Solutions/Lusim

GPU-based 3D modelling

While simplified geometrical models are sufficient for many photovoltaic systems, they reach their limits when spatial variability and geometry-driven effects play a dominant role. Applications involving complex terrain, surrounding structures, bifacial modules, or agrivoltaic layouts require an explicit three-dimensional representation to evaluate irradiance reliably.

LuSim addresses these cases through a GPU-based 3D modelling approach designed to capture geometric interactions and spatial heterogeneity without resorting to overly simplified assumptions.

Explicit 3D representation of photovoltaic systems

LuSim is built on an explicit three-dimensional representation of photovoltaic systems and their surroundings. Terrain, support structures, modules, and nearby objects are modelled directly in space, rather than being reduced to simplified two-dimensional assumptions.

This approach is intended for cases where geometry-driven effects and spatial variability have a direct impact on irradiance distribution and system performance.
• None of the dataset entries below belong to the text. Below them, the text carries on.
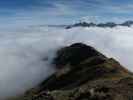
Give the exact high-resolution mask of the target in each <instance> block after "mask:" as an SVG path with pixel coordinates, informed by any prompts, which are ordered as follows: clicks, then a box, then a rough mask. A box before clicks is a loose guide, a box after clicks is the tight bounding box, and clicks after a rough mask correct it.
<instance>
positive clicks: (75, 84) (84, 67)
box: [9, 43, 133, 100]
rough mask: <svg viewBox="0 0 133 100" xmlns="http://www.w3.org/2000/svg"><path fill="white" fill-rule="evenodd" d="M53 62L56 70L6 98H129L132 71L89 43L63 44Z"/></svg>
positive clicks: (132, 84) (72, 98) (75, 43)
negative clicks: (26, 88) (18, 93)
mask: <svg viewBox="0 0 133 100" xmlns="http://www.w3.org/2000/svg"><path fill="white" fill-rule="evenodd" d="M53 65H54V66H55V67H56V68H57V71H56V73H54V74H53V75H51V76H50V77H48V78H47V79H46V80H44V81H43V82H42V83H41V84H40V85H38V86H37V87H35V88H33V89H31V90H29V91H27V92H26V93H25V94H24V95H23V96H20V97H17V98H12V99H9V100H133V74H132V73H131V72H129V71H128V70H127V69H126V68H124V67H123V66H122V65H120V63H119V62H117V61H116V60H115V59H113V58H107V57H106V56H104V55H103V54H101V53H100V52H98V51H97V50H96V49H95V48H93V47H91V46H88V45H86V44H83V43H75V44H72V45H70V46H67V47H63V48H61V49H60V50H58V52H57V55H56V57H55V58H54V59H53Z"/></svg>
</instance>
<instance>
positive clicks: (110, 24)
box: [66, 20, 133, 29]
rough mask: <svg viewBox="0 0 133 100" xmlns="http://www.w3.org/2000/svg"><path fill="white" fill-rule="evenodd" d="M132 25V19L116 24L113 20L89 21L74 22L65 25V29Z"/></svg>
mask: <svg viewBox="0 0 133 100" xmlns="http://www.w3.org/2000/svg"><path fill="white" fill-rule="evenodd" d="M132 25H133V21H131V20H128V21H125V22H123V23H121V24H117V23H115V22H107V23H98V24H95V23H93V22H90V23H87V22H79V23H75V24H73V25H68V26H66V29H71V28H74V27H101V28H113V27H116V26H127V27H130V26H132Z"/></svg>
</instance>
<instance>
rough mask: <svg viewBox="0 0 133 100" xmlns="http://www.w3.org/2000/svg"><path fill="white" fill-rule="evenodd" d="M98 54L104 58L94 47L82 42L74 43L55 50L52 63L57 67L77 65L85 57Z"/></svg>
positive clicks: (90, 56) (96, 55) (99, 56)
mask: <svg viewBox="0 0 133 100" xmlns="http://www.w3.org/2000/svg"><path fill="white" fill-rule="evenodd" d="M94 56H99V57H101V58H103V59H104V58H105V57H104V56H103V55H102V54H101V53H99V52H97V51H96V50H95V49H94V48H92V47H90V46H87V45H85V44H83V43H75V44H73V45H71V46H68V47H64V48H62V49H61V50H59V51H58V52H57V57H56V58H55V59H54V62H53V63H54V64H56V66H57V67H59V66H64V65H66V64H70V65H77V64H79V63H80V62H82V61H84V60H85V59H87V58H91V57H94Z"/></svg>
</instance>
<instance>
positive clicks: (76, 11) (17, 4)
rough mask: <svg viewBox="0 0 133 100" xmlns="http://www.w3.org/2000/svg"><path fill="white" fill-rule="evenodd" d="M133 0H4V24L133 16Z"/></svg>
mask: <svg viewBox="0 0 133 100" xmlns="http://www.w3.org/2000/svg"><path fill="white" fill-rule="evenodd" d="M132 12H133V0H0V26H5V27H7V26H8V25H9V26H10V25H11V26H12V25H16V24H17V25H38V24H70V23H74V22H76V21H79V20H87V21H96V22H103V21H118V22H122V21H125V20H130V19H131V20H133V13H132Z"/></svg>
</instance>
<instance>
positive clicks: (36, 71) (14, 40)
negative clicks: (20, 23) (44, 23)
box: [0, 26, 133, 98]
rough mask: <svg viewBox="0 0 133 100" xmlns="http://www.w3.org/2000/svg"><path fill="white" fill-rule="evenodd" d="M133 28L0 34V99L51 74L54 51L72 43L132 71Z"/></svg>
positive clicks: (34, 27)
Shading, mutual interactions between surfaces, and local environmental effects are therefore treated as first-order modelling elements rather than secondary corrections.

Evaluating these effects at high spatial resolution introduces significant computational complexity. In LuSim, this complexity is addressed through a GPU-based simulation framework that allows geometric interactions to be evaluated efficiently while remaining compatible with engineering workflows.
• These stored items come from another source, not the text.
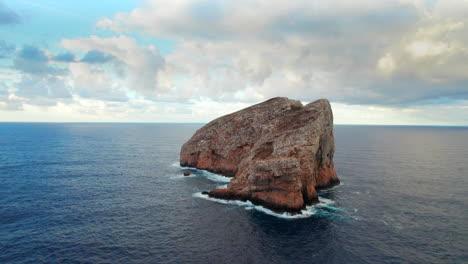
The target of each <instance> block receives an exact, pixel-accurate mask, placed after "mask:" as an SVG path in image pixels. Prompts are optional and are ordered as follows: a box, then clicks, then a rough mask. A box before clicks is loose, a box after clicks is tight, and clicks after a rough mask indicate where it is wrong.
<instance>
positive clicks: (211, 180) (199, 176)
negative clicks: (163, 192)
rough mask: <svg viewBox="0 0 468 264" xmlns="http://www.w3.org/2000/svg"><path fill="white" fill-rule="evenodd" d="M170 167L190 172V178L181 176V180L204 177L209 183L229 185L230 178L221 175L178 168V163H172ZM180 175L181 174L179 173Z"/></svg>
mask: <svg viewBox="0 0 468 264" xmlns="http://www.w3.org/2000/svg"><path fill="white" fill-rule="evenodd" d="M171 166H172V167H176V168H179V169H181V170H190V171H191V175H190V176H181V177H182V178H184V177H194V176H199V177H204V178H206V179H208V180H210V181H213V182H217V183H229V182H231V179H232V178H231V177H226V176H223V175H219V174H216V173H212V172H209V171H206V170H200V169H196V168H192V167H182V166H180V164H179V162H174V163H172V164H171ZM181 173H182V172H181ZM171 178H177V179H178V178H179V177H171Z"/></svg>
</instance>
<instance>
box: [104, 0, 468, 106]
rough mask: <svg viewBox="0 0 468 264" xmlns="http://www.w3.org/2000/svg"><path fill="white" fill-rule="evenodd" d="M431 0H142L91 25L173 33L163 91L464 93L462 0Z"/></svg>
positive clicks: (114, 29)
mask: <svg viewBox="0 0 468 264" xmlns="http://www.w3.org/2000/svg"><path fill="white" fill-rule="evenodd" d="M433 2H434V1H404V0H400V1H397V0H395V1H365V0H359V1H353V2H352V3H351V2H349V1H344V0H333V1H322V2H316V1H288V2H284V1H235V2H234V1H233V2H225V1H185V0H181V1H171V2H167V1H144V2H143V4H142V6H141V7H140V8H136V9H134V10H132V11H131V12H129V13H118V14H116V15H114V16H113V17H112V18H105V19H102V20H101V21H99V22H98V23H97V26H98V27H100V28H103V29H108V30H112V31H115V32H134V31H136V32H140V33H141V34H150V35H154V36H159V37H167V38H171V39H174V40H176V41H178V42H179V44H178V45H177V48H176V49H175V51H174V52H173V53H172V54H169V55H167V56H166V58H165V62H166V66H165V67H164V70H163V71H161V73H163V74H164V76H166V78H168V79H170V80H171V81H172V84H173V85H172V89H168V90H166V91H165V92H164V93H162V95H161V96H162V97H165V98H178V99H179V100H180V99H188V98H196V97H207V98H211V99H213V100H218V101H239V100H240V101H244V102H255V101H259V100H263V99H267V98H269V97H272V96H279V95H280V96H289V97H295V98H299V99H301V100H305V101H311V100H313V99H316V98H320V97H327V98H330V99H331V100H332V101H337V102H341V103H346V104H371V105H393V106H407V105H411V104H425V103H428V102H433V103H437V102H441V101H443V100H442V99H444V98H448V99H450V100H455V101H456V100H460V99H466V98H467V96H468V95H467V89H466V85H465V84H466V81H467V80H468V76H467V72H466V71H465V70H464V68H465V67H463V65H464V64H466V61H467V54H468V53H467V48H468V39H467V37H465V36H468V34H467V32H466V26H465V25H468V21H467V20H466V17H468V9H467V5H468V3H467V2H466V1H451V0H448V1H436V2H435V3H433ZM167 76H169V77H167Z"/></svg>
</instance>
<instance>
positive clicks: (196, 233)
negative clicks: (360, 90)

GPU-based computation inspired by real-time 3D graphics

The GPU-based approach adopted in LuSim draws on computational techniques originally developed for real-time 3D graphics and video games, where complex scenes must be rendered efficiently while preserving geometric accuracy.
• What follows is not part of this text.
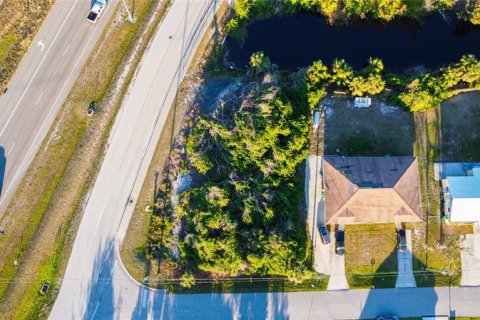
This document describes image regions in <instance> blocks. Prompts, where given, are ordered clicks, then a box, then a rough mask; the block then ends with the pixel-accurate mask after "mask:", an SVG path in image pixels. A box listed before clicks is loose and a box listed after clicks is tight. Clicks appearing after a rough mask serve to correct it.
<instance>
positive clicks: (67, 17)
mask: <svg viewBox="0 0 480 320" xmlns="http://www.w3.org/2000/svg"><path fill="white" fill-rule="evenodd" d="M78 1H79V0H75V2H74V3H73V6H72V7H71V8H70V11H69V12H68V14H67V16H66V17H65V19H64V20H63V22H62V25H61V26H60V28H58V31H57V33H56V34H55V37H54V38H53V40H52V42H51V43H50V45H49V46H48V48H47V52H45V54H44V55H43V58H42V60H40V63H39V64H38V66H37V68H36V69H35V72H34V73H33V76H32V77H31V78H30V81H28V84H27V86H26V87H25V89H24V90H23V93H22V95H21V96H20V99H18V102H17V104H16V105H15V107H14V108H13V111H12V113H11V114H10V116H9V117H8V119H7V122H6V123H5V125H4V126H3V128H2V131H0V137H1V136H2V135H3V134H4V132H5V129H7V127H8V124H9V123H10V121H11V120H12V118H13V115H14V114H15V112H16V111H17V108H18V106H19V105H20V102H21V101H22V100H23V97H24V96H25V94H26V93H27V90H28V88H29V87H30V85H31V84H32V82H33V79H34V78H35V76H36V75H37V73H38V70H40V67H41V66H42V64H43V62H44V61H45V58H46V57H47V56H48V53H49V52H50V49H51V48H52V46H53V44H54V43H55V41H56V40H57V37H58V35H59V34H60V31H61V30H62V29H63V26H64V25H65V23H66V22H67V19H68V18H69V17H70V15H71V14H72V12H73V9H74V8H75V5H76V4H77V3H78ZM0 203H1V201H0Z"/></svg>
In computer graphics, these techniques are designed to evaluate visibility, occlusions, and surface interactions across large and detailed three-dimensional environments. The underlying computational problem is structurally similar to irradiance modelling in complex PV systems, where the exchange of radiation depends on geometry, orientation, and mutual visibility between surfaces.

By adapting these mature and highly optimised GPU-based techniques to solar energy modelling, LuSim leverages a computational paradigm that is well suited to handling complex geometries at high spatial resolution. This makes it possible to perform detailed irradiance evaluations while keeping computation times compatible with parametric studies, batch simulations, and uncertainty analyses.

View factor based irradiance modelling

At the core of LuSim lies a view factor based formulation of irradiance exchange between surfaces. Each surface element interacts with the sky, the ground, and surrounding objects according to their relative orientation, visibility, and optical properties.
This formulation is applied consistently in three dimensions and at high spatial resolution. It is used for direct, diffuse, and reflected irradiance components, allowing irradiance to be evaluated locally on photovoltaic modules, ground surfaces, crops, or other targets, rather than being limited to aggregated or lumped values.
By working with spatially resolved irradiance quantities, LuSim makes it possible to analyse heterogeneity effects that are often averaged out in simplified models, such as partial shading, non-uniform albedo, localised bifacial gains, or complex interactions between structures and terrain.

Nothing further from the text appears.